Hughes Edward G, Bergman Drew T, Green Donald C, Sukhadia Shrey S, Lefferts Joel A, Karrs Jeremiah X, Vyas Rutu S, Cieslak Zofia, Barbuto Jennifer N, Ognjenovic Nevena B, Palisoul Brianna E, Tsongalis Gregory J, Tafe Laura J, Shah Parth S
Laboratory for Clinical Genomics and Advanced Technologies, Department of Pathology and Laboratory Medicine, Dartmouth Hitchcock Medical Center, Lebanon, NH.
Department of Radiation Oncology and Applied Sciences, Dartmouth Hitchcock Medical Center, Lebanon, NH.
JCO Precis Oncol. 2025 May;9:e2400830. doi: 10.1200/PO-24-00830. Epub 2025 May 29.
Chromosomal rearrangements drive tumorigenesis through fusion transcripts. Clinical whole-transcriptome sequencing (WTS) enables comprehensive fusion detection, overcoming limitations of targeted methods, but its clinical application has been hindered by technical and cost barriers.
We validated a clinical bait-capture WTS assay using 78 solid tumor samples across diverse tissue types, including 59 with known fusions or oncogenic splice variants. Sensitivity was assessed against clinically reported fusions from targeted next-generation sequencing or fluorescence in situ hybridization.
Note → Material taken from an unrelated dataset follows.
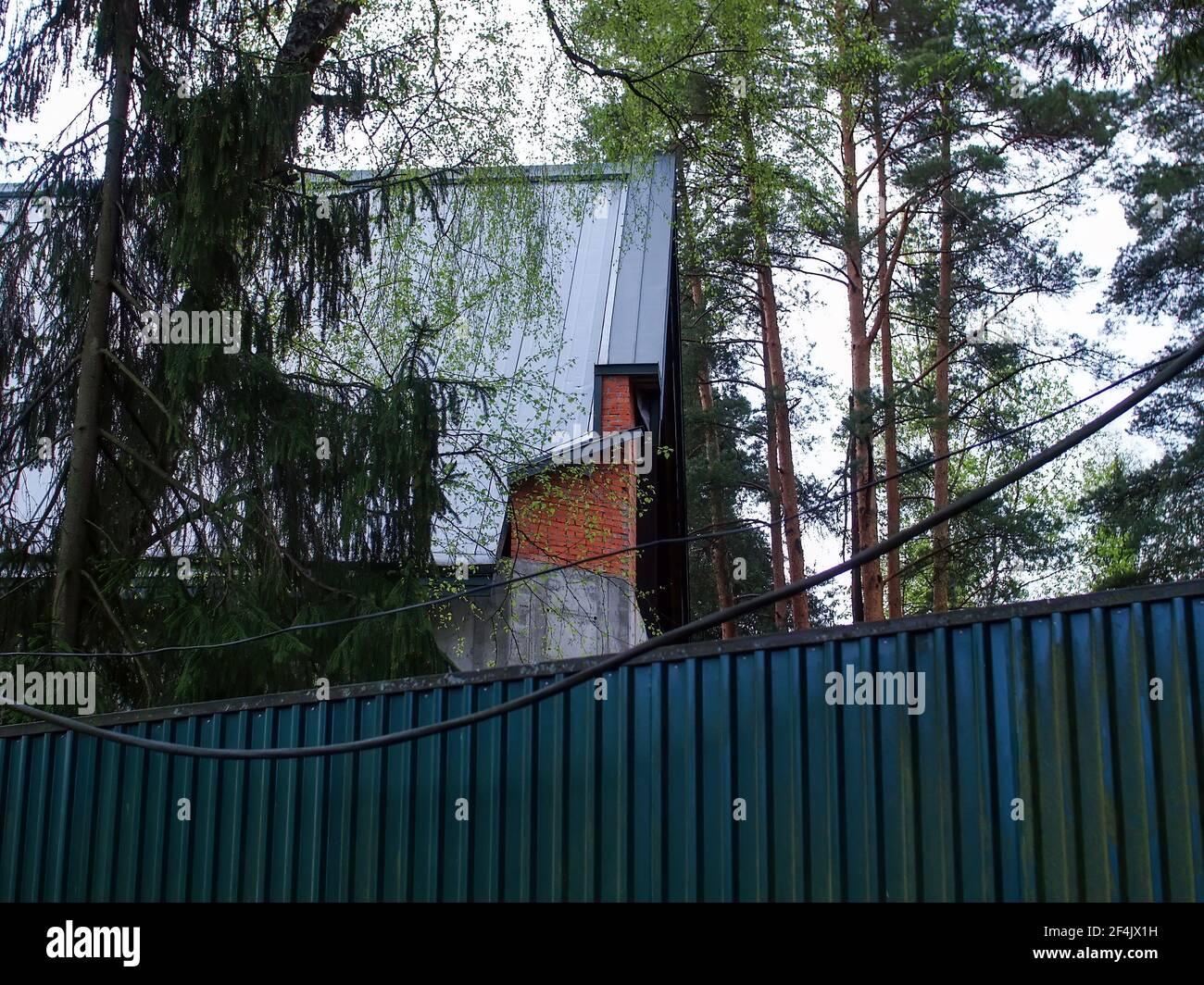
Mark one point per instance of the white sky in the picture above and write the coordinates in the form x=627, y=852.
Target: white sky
x=1098, y=231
Analytical performance was evaluated for sensitivity, specificity, limit of detection, and reproducibility across varying RNA inputs and sequencing conditions. Clinical implementation data were also analyzed.
WTS demonstrated a sensitivity of 97.1% and a specificity of 100% for detecting clinically relevant fusions. Detection was robust across tumor types, with RNA input as low as 1 ng. Optimized sequencing thresholds of 60 million reads and 130-bp read length improved performance. The assay was highly reproducible and resistant to common contaminants. Over 6 months of clinical use (410 specimens), WTS identified 29 fusions (7% detection rate), including six clinically relevant fusions undetectable by our institution's previous targeted panel, increasing the fusion yield by 26%.
WTS provides high sensitivity, specificity, and expanded fusion detection, supporting its routine clinical adoption. Future work will explore its broader role in integrated genomic profiling and therapeutic guidance.
染色体重排通过融合转录本驱动肿瘤发生。临床全转录组测序(WTS)能够进行全面的融合检测,克服了靶向方法的局限性,但其临床应用一直受到技术和成本障碍的阻碍。
我们使用78例来自不同组织类型的实体瘤样本验证了一种临床诱饵捕获WTS检测方法,其中59例具有已知的融合或致癌剪接变体。针对靶向新一代测序或荧光原位杂交临床报告的融合,评估其敏感性。在不同RNA输入量和测序条件下,对检测方法的敏感性、特异性、检测限和重现性进行分析性能评估。还分析了临床实施数据。
WTS检测临床相关融合的敏感性为97.1%,特异性为100%。在各种肿瘤类型中检测效果良好,RNA输入量低至1 ng。优化后的测序阈值为6000万条读数和130 bp的读长可提高性能。该检测方法具有高度重现性,且对常见污染物具有抗性。在超过6个月的临床应用(410个样本)中,WTS鉴定出29种融合(检测率为7%),包括6种本机构之前的靶向检测 panel 无法检测到的临床相关融合,融合检出率提高了26%。
WTS具有高敏感性、特异性和扩展的融合检测能力,支持其在临床中的常规应用。未来的工作将探索其在综合基因组分析和治疗指导中更广泛的作用。